23/02/11

Quell'allegria che è fatta di niente.

Ho cominciato a sentirmi parte del posto in cui sono nato dal momento in cui ho dovuto andarmene.
La mia famiglia non è di lì, nessun legame, nessuna parentela in loco, niente di niente. I miei, appena sposati, ci sono finiti per caso. Le mie origini sono da ricercare altrove, in giro per il sud, a dire il vero per tre quarti nel profondo sud quale Sicilia, terra che amo anche lei.
Però a Viareggio io ci sono nato e ci ho passato tutta la vita, e così rimarrà per sempre. La sua aria di mare è stata la prima che ho respirato, il suo accento toscano sguaiato è stato quello che per primo mi ha contagiato, anche se il modo diverso di parlare dei miei genitori mi ha permesso di saperlo gestire. E a dire il vero i miei non ci hanno mai tenuto che mi legassi a questa città, non per qualche motivo in particolare ma semplicemente perché per loro rappresentava poco (oggi so che non è così).
In ogni caso, che tu te ne accorga oppure no, finisci per metterle le radici e pur ignorandolo durante infanzia e adolescenza, in venticinque anni io ho messo le mie a Viareggio e sono più profonde di quanto credessi.

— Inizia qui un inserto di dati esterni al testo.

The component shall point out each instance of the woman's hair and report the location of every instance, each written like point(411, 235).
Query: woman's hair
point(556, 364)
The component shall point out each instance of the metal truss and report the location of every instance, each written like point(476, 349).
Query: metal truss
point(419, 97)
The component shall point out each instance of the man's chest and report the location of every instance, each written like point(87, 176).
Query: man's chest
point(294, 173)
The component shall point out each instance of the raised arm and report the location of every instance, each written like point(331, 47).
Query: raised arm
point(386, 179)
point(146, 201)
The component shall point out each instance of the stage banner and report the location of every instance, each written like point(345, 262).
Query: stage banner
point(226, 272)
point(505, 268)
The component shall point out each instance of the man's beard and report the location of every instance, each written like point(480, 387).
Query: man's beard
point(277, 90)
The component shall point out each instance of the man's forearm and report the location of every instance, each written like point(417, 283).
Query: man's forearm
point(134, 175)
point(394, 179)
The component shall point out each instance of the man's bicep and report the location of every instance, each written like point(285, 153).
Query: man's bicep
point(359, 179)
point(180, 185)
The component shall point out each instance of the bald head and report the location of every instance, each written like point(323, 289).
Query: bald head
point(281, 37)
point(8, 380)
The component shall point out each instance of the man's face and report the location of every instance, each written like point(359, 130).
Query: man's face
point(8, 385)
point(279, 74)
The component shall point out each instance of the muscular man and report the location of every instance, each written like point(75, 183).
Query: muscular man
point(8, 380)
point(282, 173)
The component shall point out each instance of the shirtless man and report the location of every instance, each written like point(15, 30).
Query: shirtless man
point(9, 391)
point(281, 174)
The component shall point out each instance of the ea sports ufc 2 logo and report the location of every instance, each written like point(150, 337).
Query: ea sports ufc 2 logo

A fine giugno di due anni fa ero a Firenze, mi ci ero trasferito da poco per lavoro. Ero a letto e verso mezzanotte un mio amico mi scrisse se stessi bene, che era successo qualcosa. La tragedia in questione non coinvolse fortunatamente nessuno tra i miei familiari o amici, tuttavia fece venire in superficie quel senso di appartenenza di cui sopra, fino ad allora sottovalutato.
Questo è lo stesso che sento al carnevale, che sento d’estate al sole o sul molo a ridosso del mare con le Apuane alle spalle. Lo stesso dei tramonti profondamente arancioni o delle luci di notte da un aereo che sta atterando su Pisa.
Il motto di Tobino “Viareggio in te son nato in te spero morire” suona alquanto patriottico, ma tant’è.